Discovery Begins Its Journey Back To Earth

Undocks From ISS After Nine-Day Stay

The shuttle Discovery separated from the International Space Station at 3:53 pm EDT Wednesday, after spending 9 days, 20 hours and 10 minutes docked to the orbital outpost.

Reuters reports station commander Mike Fincke told the Discovery crew as they gathered to say good-bye, "It was really great having you up here. You've made the space station much better than it was before." Fincke, along with flight engineer Yury Lonchakov, will return to Earth next month after a six-month stay on the station.

They'll be replaced by Commander Gennady Padalka and flight engineer Michael Barratt. The two will join second-time space tourist Charles Simonyi aboard a Russian Soyuz vehicle scheduled for launch Thursday morning from the Baikonur Cosmodrome in Kazakhstan.

The third member of their crew is Japan's Koichi Wakata, who already made the trip with Discovery on STS-119. He replaced astronaut Sandra Magnus, who is returning onboard Discovery from her six-month stay onboard the station.

On Thursday, the crew will wake at 5:13 am and perform a late inspection of Discovery's thermal protection system using the shuttle robotic arm and the Orbital Boom Sensor System around 9:28 am. This procedure will last for approximately five hours before the OBSS and arm are then berthed in Discovery’s payload bay around 2:43 pm.
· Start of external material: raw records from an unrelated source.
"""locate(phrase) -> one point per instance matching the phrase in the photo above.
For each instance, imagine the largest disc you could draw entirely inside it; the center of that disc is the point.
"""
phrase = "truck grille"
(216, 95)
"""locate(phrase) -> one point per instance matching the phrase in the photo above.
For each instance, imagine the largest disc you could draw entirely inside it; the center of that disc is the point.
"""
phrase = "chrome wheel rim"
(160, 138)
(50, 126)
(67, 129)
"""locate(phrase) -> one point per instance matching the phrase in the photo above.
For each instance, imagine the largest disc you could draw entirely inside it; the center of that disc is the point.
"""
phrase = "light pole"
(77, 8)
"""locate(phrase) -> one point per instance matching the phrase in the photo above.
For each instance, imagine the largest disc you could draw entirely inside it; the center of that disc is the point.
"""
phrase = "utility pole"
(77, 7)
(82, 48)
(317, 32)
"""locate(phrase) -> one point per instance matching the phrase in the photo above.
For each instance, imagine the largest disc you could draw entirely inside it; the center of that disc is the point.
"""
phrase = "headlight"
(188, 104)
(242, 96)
Landing is scheduled for Saturday at the Kennedy Space Center in Florida.

The STS-119 crew flew the S6 truss segment and installed the final set of power-generating solar arrays to the International Space Station. The S6 truss completes the backbone of the station and provides one-fourth of the total power needed to support a crew of six.

The expansion of the normal crew size also hinges on proper functioning of a troublesome liquid recycling system, which reprocesses urine into drinkable water. Discovery delivered a new part, and is carrying home a sample of the treated water for analysis to see if it is drinkable.